Haïti avant Toussaint

CHAPITRE 7

Esclaves domestiques et esclaves des champs

À leur arrivée au Cap, le marché principal de St. Domingue, les esclaves étaient rassemblés dans des casernes à quelque distance de la ville. Une inspection de ces casernes, faite en 1784 sur l'ordre du ministre de la Marine, relate dans le rapport officiel avoir « révélé une vision révoltante de morts et de mourants jetés pêle-mêle dans la saleté ».

Quand un esclave était acheté, il ou elle était marqué au fer sur la poitrine avec les initiales du propriétaire. L’usage avait été abandonné à travers les Antilles mais persistait à St. Domingue. Un rapport soumis par les planteurs de St. Domingue à l'Assemblée nationale française après l’éclatement de la révolte des esclaves assure néanmoins que la situation des nègres à la colonie laissait peu à désirer. Le rapport disait :

« Qu'une personne loyale et bien informée compare l'état déplorable des nègres en Afrique avec le sort agréable et peu rigoureux de ceux de nos colonies ! À l'abri du besoin, pourvus d'un confort inconnu de bien des paysans d'Europe, assurés de la jouissance de leur propriété (car ils avaient de la propriété et elle était sacrée), soignés en cas de maladie avec des frais et des soins inconnus des hôpitaux réputés d'Angleterre, protégés et respectés dans l'infirmité de l'âge, tranquilles en ce qui se rapporte à leurs enfants; leur famille et leurs amis, soumis à un travail proportionné à la force de chaque individu, affranchis quand ils le méritaient. Tel était le vrai tableau, sans fard, du sort de nos nègres.»

D’où l'on se rappelle la question de Lincoln, « Pourquoi ceux qui vantaient tant les avantages de l’esclavage ne demandèrent-ils jamais le privilège de devenir eux-mêmes esclaves ? »

Le rapport admet que quelques propriétaires d'esclaves abusaient de leur pouvoir :
« Nous ne nierons pas qu’il existait vraiment parmi les planteurs un très petit nombre de maîtres durs et féroces. Mais quel était le sort de ces hommes méchants ? Abhorrés et détestés par les hommes de bien, ostracisés, discrédités ils vivaient dans l'opprobre et le déshonneur, et mouraient dans la détresse et le désespoir.»

La considération du sort des esclaves rend nécessaire leur séparation en deux groupes principaux — les esclaves domestiques et les esclaves des champs.

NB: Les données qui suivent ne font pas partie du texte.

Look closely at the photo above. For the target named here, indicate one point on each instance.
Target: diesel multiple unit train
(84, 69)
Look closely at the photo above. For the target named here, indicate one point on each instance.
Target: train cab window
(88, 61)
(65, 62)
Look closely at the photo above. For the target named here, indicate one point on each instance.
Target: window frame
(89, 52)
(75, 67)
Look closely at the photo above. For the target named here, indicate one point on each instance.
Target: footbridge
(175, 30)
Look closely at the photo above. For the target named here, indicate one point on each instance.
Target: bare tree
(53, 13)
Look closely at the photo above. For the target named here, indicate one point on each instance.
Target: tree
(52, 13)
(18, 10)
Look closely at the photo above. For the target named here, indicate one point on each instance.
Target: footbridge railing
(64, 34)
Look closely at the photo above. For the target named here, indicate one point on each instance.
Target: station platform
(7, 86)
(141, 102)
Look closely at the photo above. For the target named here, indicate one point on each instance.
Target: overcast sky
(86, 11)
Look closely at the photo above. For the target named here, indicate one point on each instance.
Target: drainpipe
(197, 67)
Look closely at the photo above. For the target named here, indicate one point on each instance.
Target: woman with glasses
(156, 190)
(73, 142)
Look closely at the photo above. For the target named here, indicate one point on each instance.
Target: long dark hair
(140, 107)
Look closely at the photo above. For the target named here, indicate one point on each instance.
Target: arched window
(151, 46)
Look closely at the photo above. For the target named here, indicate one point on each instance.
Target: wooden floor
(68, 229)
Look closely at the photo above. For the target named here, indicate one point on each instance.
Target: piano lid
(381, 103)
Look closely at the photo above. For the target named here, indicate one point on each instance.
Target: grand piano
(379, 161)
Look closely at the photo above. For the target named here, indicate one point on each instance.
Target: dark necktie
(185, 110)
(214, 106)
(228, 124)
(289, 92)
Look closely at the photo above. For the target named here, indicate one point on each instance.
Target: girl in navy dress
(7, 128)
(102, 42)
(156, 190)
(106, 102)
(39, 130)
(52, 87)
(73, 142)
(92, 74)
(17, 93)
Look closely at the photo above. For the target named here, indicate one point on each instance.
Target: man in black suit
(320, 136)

Les compétences s'accordent pour admettre que les esclaves domestiques n'étaient, en règle générale, pas maltraités, mais ils étaient tout autant à la merci de leurs maîtres que les esclaves des champs. Le témoignage devant la Commission d'enquête comporte des récits de cruautés effroyables infligées par des maîtres sadiques à des esclaves domestiques. Reconnaissons que pour le cas des esclaves domestiques, de tels traitements étaient exceptionnels, mais le fait demeure qu’ils avaient lieu et que les esclaves n'avaient aucune réparation.

Les esclaves domestiques étaient habituellement des nègres créoles. Ils constituaient une classe privilégiée parmi les esclaves et regardaient de haut les esclaves des champs qui, pour la plupart, étaient de naissance africaine. Ils obtenaient quelquefois leur liberté, soit pour bons et loyaux services, soit pour les satisfactions amoureuses accordées à leur maître ou maîtresse. Un nègre libre était pratiquement toujours un ancien esclave domestique ou l’un de ses descendants.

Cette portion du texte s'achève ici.